I figured out something of potential interest, but I am uncertain of its usefulness.

Also, I apparently can't comment yet because I don't have enough privilege points or something, so I'm "answering". (The scratchwork wouldn't fit in a comment anyway.)
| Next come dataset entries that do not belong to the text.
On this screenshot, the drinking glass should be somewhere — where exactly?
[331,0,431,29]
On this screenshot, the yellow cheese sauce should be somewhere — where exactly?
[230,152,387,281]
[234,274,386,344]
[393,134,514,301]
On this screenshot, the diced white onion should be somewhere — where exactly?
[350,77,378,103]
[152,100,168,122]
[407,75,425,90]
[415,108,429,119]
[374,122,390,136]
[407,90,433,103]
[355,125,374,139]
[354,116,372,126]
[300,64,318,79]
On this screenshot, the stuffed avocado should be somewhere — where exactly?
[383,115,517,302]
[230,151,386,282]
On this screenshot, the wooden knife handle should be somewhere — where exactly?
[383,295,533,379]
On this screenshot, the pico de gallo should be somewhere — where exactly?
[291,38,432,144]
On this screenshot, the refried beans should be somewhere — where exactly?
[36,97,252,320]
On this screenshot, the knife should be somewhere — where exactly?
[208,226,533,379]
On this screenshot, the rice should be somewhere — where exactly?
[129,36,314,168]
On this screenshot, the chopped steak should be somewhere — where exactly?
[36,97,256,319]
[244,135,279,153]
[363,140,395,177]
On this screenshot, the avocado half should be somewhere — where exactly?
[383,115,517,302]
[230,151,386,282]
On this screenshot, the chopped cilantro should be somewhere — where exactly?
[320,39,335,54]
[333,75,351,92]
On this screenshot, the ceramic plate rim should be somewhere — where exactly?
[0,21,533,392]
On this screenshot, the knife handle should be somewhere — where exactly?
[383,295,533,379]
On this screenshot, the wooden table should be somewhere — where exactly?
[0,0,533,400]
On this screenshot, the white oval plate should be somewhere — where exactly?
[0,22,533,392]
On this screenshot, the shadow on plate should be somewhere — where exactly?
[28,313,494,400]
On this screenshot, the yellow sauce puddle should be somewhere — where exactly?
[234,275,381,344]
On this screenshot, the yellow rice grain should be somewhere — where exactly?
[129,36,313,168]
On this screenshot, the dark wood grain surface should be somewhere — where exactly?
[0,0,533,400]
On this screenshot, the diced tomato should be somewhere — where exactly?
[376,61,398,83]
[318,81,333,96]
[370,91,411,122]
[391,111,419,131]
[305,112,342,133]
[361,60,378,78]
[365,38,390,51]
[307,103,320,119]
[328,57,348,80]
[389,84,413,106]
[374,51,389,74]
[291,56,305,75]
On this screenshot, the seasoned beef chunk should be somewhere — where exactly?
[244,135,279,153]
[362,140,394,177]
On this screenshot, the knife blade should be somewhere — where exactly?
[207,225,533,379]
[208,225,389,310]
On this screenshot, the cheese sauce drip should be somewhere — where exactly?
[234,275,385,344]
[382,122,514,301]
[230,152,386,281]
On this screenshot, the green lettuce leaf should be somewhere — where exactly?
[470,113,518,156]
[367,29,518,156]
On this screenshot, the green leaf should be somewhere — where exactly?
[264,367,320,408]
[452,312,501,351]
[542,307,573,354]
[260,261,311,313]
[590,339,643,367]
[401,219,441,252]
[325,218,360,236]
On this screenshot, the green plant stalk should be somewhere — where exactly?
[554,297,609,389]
Define $ \sum a_n^2 = L $ and note that $ n^2 \le \sigma_2(n) < \zeta(2) n^2 $ (this can be seen by factoring $ \sigma_2(n)n^{-2} $ and then noting that it is always a finite part of the Euler product for the Riemann zeta function but can allow arbitrarily many of its terms). Use $ (n,m) $ for greatest common divisor. Then

$$ S = \sum_{n \geq 1}\left(\sum_{k \geq 1}\frac{a_{kn}}{k}\right)^2 $$ $$ = \sum_{n,m=1}^\infty \left( \sum_{d|(n,m)} \frac{1}{(n/d)(m/d)} \right) a_n a_m $$ $$ = \sum_{n,m=1}^\infty \sigma_2((n,m)) \frac{a_n}{n} \frac{a_m}{m} $$ $$ = \sum_{n=1}^\infty \sigma_2 (n) (a_n / n)^2 + 2 \sum_{n=2}^\infty \left( \sum_{m<n} \frac{\sigma_2((n,m))}{m} a_m \right) \frac{a_n}{n} $$ $$ <\zeta(2) \left( L + 2 \sum_{n=2}^\infty \left( \sum_{m<n} \frac{(n,m)^2}{m} a_m \right) \frac{a_n}{n} \right) $$

Hence if we can prove $$ M = \sup \left\{ \frac{1}{n a_n} \sum_{m<n} \frac{(n,m)^2}{m} a_m \right\} < \infty $$ we may then establish the existence of finite upper bound

$$ S < \zeta(2) (L + 2M (L-a_1^2)) .$$

I'd look into this more (namely on how to find a lower bound practical enough for the approach from the other side) but it's the middle of the night here. Maybe later.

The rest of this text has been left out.